There was a brilliant array of beauty and fashion.--One of the ladies is represented to have been attired in two thousand dollars' worth of laces and twenty thousand dollars' worth of diamonds.
At 12 ¼o'clock the quadrille of the evening was danced-- Douglas and Mrs. Lincoln, Hamlin and Miss Edwards, Mayor Berret and Mrs. Bergman, Mr. Harrard and Mrs. Baker composing the set. Miss Edwards, niece of Mrs. Lincoln, was acknowledged to be the belle of the evening.
The ladies of the Presidential party were, according to Jenkins, dressed exquisitely.
Extra session of the Senate. Washington. March 6.
--Mr Dixon moved hat copies of the Inaugural Address be printed for the use of the members of the Senate.
Mr. Clingman, of N. C., said, though voting for printing the address, he could not endorse its sentiments.
He believed if carried out, they would inevitably result in war. It was a war document, hostile to all plans of peace.
Mr. Douglas considered the Inaugural eminently peaceful.
He believed the administration would be marked by conservatism and peacefulness.

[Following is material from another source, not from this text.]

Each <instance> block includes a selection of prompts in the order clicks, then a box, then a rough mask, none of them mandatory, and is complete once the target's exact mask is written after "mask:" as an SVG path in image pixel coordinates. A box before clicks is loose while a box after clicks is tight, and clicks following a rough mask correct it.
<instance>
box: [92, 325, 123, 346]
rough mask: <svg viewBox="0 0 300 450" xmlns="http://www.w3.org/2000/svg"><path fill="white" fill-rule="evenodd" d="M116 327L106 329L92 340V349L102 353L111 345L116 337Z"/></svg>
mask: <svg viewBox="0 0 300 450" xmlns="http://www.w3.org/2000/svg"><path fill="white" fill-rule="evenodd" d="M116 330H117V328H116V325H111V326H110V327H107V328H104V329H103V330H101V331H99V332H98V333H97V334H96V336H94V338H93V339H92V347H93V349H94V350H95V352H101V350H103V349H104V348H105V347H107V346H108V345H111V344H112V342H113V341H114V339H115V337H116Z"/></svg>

The South had nothing to fear from a President whose Inaugural was so conciliatory and mild under such peculiar circumstances.
He could not see how the President could carry out one part of the law and neglect another, collect revenue in one port and pass by another.
Mr. Clingman obtained the floor for a rejoinder, and the Senate went into Executive session.